Tropas russas sobrevivem em média 30 minutos no campo de batalha ucraniano, diz diretor da CIA

  • O diretor da CIA, John Ratcliffe, disse que os soldados russos vivem de 20 a 30 minutos no campo de batalha.

  • Seus comentários foram feitos depois que blogueiros militares russos citaram uma estatística semelhante sobre tropas recém-chegadas.

  • Ratcliffe apontou os drones ucranianos alimentados por IA como a principal causa de tais condições mortais.

A esperança média de vida de um soldado russo que entra em combate na Ucrânia é de 20 a 30 minutos, disse o diretor da Agência Central de Inteligência, John Ratcliffe, na quarta-feira.

Ratcliffe falou na Cúpula de Defesa e Inovação da Pensilvânia, onde atribuiu as condições mortais aos drones de combate da Ucrânia equipados com IA.

“O que eu diria é que a nossa inteligência é consistente com alguns dos relatórios de código aberto que você pode ter visto na Ucrânia”, disse Ratcliffe. “Portanto, a esperança média de vida de um recruta russo, neste momento, ao chegar ao campo de batalha na Ucrânia, é estimada entre 20 e 30 minutos.”

“E isso ocorre porque os drones alimentados por IA se tornaram máquinas de matar especializadas e de baixo custo.
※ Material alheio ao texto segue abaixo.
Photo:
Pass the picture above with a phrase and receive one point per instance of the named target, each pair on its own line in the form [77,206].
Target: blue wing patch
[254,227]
E é por isso que estamos agora há quatro anos e meio nesse conflito”, acrescentou Ratcliffe.

A equipe de imprensa do Ministério da Defesa da Rússia não respondeu imediatamente a um pedido de comentário enviado fora do horário comercial normal pelo Business Insider.
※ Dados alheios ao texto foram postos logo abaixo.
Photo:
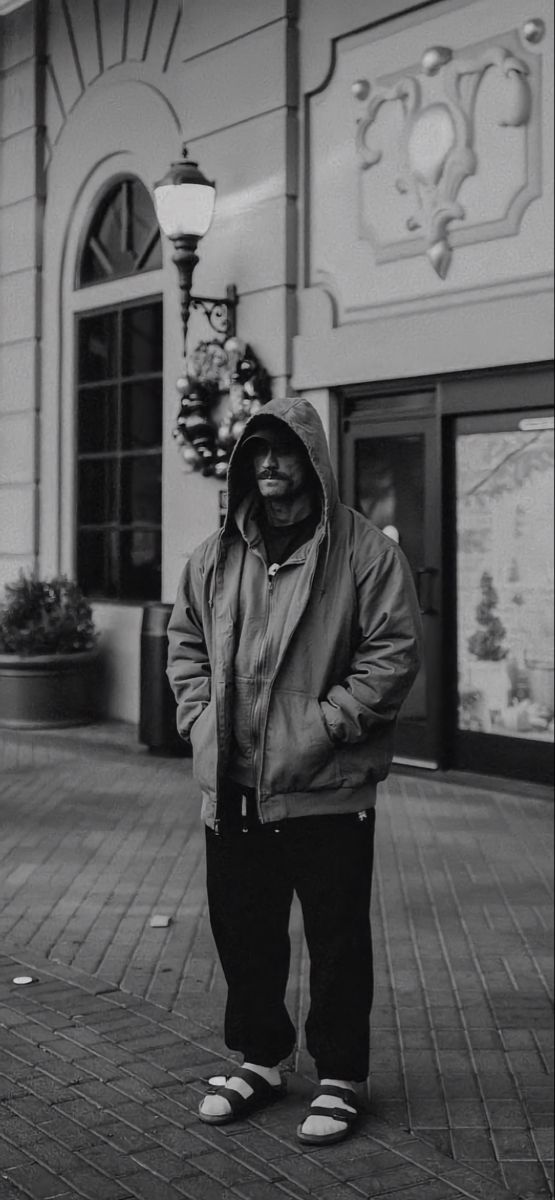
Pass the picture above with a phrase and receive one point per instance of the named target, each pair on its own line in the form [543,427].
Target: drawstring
[220,557]
[328,549]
O comentário do diretor da CIA marca a primeira vez que um alto funcionário dos EUA afirma a tendência da expectativa de vida relatada pela primeira vez entre blogueiros militares russos.

Vários destes especialistas pró-guerra, muitas vezes bem ligados ao Kremlin ou às suas forças terrestres, disseram em Maio que os recrutas russos tendem a viver entre 10 dias e três semanas depois de chegarem aos seus campos de treino.

Um blogueiro, sob o apelido de “Casa entre os Louros”, escreveu que a fase final do período militar mortal de um recruta é um ataque frontal – a principal forma da Rússia tentar tomar o território ucraniano – que dura de 20 a 35 minutos antes de serem mortos.

A Ucrânia disse este mês que a Rússia perdeu cerca de 1,4 milhões de soldados desde o início da sua invasão em grande escala, com mais de 1.000 soldados do Kremlin mortos ou feridos quase todos os dias. Em Maio, o Ministério da Defesa da Ucrânia disse que estava a matar cerca de 200 soldados russos por cada quilómetro de território reivindicado por Moscovo.

Algumas análises ocidentais, como um relatório publicado este mês por investigadores do Centro de Estudos Estratégicos e Internacionais, corroboraram os números de Kiev. Os analistas do CSIS Seth G. Jones e Riley McCabe escreveram que a taxa de perdas no campo de batalha da Rússia, cerca de 30.000 por mês, está eclipsando a sua taxa de recrutamento de 27.000 por mês.

“A taxa de baixas Rússia-Ucrânia provavelmente aumentou para quase 8:1 no primeiro semestre de 2026, acima dos 2:1 e 3:1 durante grande parte da guerra”, afirmou a análise. A dupla disse ter estudado 20 mil incidentes envolvendo ataques ucranianos contra alvos russos para obter seus dados.

Ratcliffe disse na quarta-feira que a Rússia ganhou apenas cerca de 1% do território total da Ucrânia nos 18 meses desde que foi nomeado diretor da CIA.

“O ritmo do seu avanço parou à medida que a Ucrânia dominava as tecnologias emergentes”, disse Ratcliffe.

Os EUA precisam aprender com a guerra dos drones na Ucrânia, acrescentou.

“E neste caso, a guerra com drones, a guerra assimétrica, é um grande equalizador e mostra por que temos de liderar isto em todos os aspectos para podermos manter o nosso lugar no mercado global”, disse ele.